Daniel Mahoney, writing at The Quadrant,
is troubled by Pope Francis’s increasing tendency to conflate Catholic wisdom with a left-leaning secular humanitarianism.

...Recently, returning from another World Youth Day in Kracow, Poland, the Pope made the fantastic and disturbing claim that “Catholic violence” is just as much a problem as “Islamic violence”—and this right after the brutal assassination of Father Jacques Hammel by Islamist terrorists in a church in northern France.

The only example of “Catholic violence” that Pope Francis could come up with was that of a baptized young man who had killed his girlfriend for clearly non-religious reasons or motives.

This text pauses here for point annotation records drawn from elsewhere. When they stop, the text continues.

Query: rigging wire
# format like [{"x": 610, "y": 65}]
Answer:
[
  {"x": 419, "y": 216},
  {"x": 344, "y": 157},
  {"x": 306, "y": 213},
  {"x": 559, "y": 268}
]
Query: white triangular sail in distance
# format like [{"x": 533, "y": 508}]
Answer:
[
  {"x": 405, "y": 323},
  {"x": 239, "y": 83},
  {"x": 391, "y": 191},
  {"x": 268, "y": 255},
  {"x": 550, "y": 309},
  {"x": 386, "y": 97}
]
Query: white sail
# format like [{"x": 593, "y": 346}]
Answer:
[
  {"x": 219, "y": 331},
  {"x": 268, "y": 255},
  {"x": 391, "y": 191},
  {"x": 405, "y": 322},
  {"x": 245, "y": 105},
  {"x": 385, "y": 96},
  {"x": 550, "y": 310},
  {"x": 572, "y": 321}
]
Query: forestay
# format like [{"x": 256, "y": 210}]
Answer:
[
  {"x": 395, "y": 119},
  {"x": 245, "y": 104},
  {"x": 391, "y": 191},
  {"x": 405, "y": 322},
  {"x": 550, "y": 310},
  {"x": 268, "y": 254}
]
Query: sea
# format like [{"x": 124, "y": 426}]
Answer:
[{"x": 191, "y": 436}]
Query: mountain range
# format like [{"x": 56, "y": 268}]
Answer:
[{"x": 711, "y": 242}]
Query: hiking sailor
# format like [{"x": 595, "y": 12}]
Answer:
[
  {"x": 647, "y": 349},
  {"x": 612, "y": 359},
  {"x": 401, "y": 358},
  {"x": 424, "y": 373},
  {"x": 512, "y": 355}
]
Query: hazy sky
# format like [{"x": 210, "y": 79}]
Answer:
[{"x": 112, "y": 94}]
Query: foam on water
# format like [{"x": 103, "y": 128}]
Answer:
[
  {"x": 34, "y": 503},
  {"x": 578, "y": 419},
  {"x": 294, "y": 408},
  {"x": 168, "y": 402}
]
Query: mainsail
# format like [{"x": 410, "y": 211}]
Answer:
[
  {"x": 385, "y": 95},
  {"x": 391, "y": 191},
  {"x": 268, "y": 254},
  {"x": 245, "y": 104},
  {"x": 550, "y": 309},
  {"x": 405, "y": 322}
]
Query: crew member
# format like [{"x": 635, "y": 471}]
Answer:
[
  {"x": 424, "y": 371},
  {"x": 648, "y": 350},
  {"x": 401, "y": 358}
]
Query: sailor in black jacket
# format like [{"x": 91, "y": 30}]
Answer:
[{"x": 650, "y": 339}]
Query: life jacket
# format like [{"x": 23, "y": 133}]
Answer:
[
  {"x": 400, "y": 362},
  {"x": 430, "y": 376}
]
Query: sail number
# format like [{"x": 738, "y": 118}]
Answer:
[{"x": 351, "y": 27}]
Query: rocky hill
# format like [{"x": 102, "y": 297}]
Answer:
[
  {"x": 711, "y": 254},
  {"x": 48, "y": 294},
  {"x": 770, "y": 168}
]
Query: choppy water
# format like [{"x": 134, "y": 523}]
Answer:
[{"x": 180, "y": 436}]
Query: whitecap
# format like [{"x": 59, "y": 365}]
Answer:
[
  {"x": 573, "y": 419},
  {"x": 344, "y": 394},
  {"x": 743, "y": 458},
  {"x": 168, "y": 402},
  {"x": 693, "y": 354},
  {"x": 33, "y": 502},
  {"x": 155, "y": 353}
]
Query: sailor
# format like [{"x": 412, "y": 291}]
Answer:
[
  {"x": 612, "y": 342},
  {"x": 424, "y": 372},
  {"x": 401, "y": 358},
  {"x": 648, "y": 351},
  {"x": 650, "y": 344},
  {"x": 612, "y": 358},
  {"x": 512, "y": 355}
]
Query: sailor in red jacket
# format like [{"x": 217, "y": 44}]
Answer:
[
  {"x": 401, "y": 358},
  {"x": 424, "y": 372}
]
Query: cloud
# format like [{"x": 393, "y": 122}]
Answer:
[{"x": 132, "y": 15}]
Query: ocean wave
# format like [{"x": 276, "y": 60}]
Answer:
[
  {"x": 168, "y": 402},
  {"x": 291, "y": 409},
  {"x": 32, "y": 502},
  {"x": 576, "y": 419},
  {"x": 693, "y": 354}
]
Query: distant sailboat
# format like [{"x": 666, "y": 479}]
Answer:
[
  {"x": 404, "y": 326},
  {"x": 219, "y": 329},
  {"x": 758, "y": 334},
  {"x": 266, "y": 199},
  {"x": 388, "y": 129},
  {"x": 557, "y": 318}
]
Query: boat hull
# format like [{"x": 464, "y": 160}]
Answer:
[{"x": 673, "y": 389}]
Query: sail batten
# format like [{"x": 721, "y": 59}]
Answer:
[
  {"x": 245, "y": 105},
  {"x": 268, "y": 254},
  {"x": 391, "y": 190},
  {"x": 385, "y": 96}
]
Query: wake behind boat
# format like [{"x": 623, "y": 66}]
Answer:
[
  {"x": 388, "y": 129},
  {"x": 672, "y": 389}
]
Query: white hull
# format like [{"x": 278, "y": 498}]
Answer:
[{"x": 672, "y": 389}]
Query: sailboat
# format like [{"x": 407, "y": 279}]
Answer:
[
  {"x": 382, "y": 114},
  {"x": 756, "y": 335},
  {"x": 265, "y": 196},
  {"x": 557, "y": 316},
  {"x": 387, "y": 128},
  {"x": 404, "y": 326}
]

...Recently, in an interview with the leftist Italian journalist Eugenio Scalfari, he claimed that it is the Communists today who “think like Christians.” He ignored the Church’s principled and long-standing opposition to every form of totalitarianism. Communists are said by Francis to have a special Christ-like concern for the poor. The Pope is silent about the tens of millions of ordinary workers and peasants who perished at the hands of ideological regimes of the Communist type in the 20th century. Cardinal Zen of Hong Kong recently wrote in the Wall Street Journal that the Pope has no understanding of Communist theory and practice, that he associates Communists exclusively with those activists and intellectuals imprisoned or killed by the military government during the “dirty war” in Argentina during the 1970’s. In a word, his vision is remarkably parochial and blind to the greatest evil of the twentieth century, a totalitarianisms inspired by viciously anti-Christian ideology.

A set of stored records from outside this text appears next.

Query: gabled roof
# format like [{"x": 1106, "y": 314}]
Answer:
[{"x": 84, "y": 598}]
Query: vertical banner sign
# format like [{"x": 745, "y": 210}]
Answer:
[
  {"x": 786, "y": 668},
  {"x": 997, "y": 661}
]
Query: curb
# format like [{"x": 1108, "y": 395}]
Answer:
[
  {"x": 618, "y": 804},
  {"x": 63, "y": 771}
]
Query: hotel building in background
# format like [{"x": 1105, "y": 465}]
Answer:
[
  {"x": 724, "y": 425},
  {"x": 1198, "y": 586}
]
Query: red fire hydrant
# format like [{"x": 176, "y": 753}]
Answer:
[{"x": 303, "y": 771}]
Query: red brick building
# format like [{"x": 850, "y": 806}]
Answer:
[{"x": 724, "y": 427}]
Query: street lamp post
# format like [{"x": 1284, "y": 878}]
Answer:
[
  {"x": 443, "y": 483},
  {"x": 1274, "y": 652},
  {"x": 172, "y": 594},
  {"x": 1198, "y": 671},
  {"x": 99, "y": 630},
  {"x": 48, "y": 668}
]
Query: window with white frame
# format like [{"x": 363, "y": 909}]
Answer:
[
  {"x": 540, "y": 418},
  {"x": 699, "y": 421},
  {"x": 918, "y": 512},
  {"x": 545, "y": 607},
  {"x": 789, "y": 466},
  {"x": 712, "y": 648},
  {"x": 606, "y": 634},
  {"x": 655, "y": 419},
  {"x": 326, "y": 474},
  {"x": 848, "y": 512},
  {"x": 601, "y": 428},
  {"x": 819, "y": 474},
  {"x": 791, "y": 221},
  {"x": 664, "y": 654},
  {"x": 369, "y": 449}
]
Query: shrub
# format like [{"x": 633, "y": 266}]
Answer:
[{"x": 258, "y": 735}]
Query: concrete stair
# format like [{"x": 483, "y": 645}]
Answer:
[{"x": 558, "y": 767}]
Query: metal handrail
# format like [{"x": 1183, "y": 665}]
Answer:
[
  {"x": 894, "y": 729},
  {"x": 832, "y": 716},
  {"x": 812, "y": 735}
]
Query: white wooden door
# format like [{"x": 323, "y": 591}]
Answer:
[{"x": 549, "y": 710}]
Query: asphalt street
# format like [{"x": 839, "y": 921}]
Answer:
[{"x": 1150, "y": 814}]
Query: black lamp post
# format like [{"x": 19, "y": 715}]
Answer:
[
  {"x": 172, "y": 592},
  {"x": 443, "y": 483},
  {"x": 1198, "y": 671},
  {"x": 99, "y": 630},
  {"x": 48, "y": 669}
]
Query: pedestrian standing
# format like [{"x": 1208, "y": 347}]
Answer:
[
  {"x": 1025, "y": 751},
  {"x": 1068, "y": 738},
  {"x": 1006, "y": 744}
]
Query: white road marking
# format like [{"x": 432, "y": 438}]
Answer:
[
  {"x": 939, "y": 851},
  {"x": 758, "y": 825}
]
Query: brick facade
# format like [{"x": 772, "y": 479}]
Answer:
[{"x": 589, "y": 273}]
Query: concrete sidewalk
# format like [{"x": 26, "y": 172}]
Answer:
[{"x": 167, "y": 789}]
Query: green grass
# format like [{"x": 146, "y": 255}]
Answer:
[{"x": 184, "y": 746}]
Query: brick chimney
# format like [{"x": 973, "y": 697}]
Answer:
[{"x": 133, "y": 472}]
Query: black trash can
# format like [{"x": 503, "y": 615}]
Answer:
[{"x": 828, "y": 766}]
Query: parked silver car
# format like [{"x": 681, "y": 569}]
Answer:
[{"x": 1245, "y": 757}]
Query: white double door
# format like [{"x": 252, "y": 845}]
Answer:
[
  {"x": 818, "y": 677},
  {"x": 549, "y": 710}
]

...And just the other day, he spoke about how he was “grieving” for the dead tyrant of Cuba, a man who turned that fabled island into an island prison and persecuted the Catholic Church for many decades (even outlawing Christmas for thirty years). We Christians are obliged to pray for our enemies, but we are also required to know whom they are and to vigorously oppose those who threaten liberty and human dignity and the fundamentals of political civilization. No pope should confuse a tyrant—especially one who was at the same time ideological and megalomaniacal—with a statesmen deserving of our respect. The Pope’s comments on Communism and Castro do not honor the truth or contribute to intellectual and moral clarity or seriousness.

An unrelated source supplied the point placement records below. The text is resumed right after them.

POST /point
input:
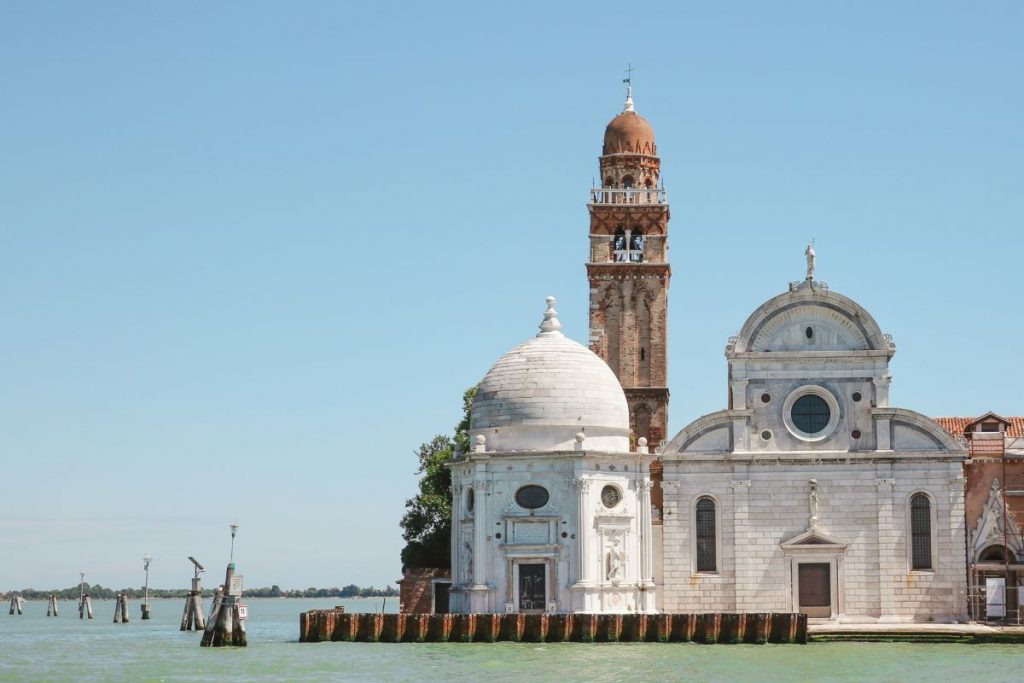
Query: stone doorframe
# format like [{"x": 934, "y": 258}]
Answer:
[
  {"x": 546, "y": 555},
  {"x": 815, "y": 547}
]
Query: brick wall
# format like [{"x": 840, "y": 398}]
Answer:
[{"x": 416, "y": 590}]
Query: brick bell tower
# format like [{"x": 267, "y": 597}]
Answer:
[{"x": 629, "y": 270}]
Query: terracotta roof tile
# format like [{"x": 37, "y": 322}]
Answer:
[{"x": 955, "y": 426}]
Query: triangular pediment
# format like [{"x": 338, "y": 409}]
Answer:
[
  {"x": 813, "y": 539},
  {"x": 995, "y": 525},
  {"x": 987, "y": 417}
]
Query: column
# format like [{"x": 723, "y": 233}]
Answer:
[
  {"x": 646, "y": 530},
  {"x": 481, "y": 520},
  {"x": 889, "y": 548},
  {"x": 745, "y": 591},
  {"x": 583, "y": 531}
]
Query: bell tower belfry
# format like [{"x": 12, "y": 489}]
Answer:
[{"x": 629, "y": 270}]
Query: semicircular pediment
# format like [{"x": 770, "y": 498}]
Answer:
[
  {"x": 829, "y": 331},
  {"x": 810, "y": 319}
]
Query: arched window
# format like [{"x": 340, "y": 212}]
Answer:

When Cardinal Burke and three other Cardinals issue a “dubia” requesting clarification on the ambiguities created by a famous footnote in Amoris Laetitia (does the Church still stand with Christ in affirming the indissolubility of marriage and in repudiating “situational ethics”), the Pope remains silent even as he criticizes the “legalism” of those who dare request doctrinal and moral clarity.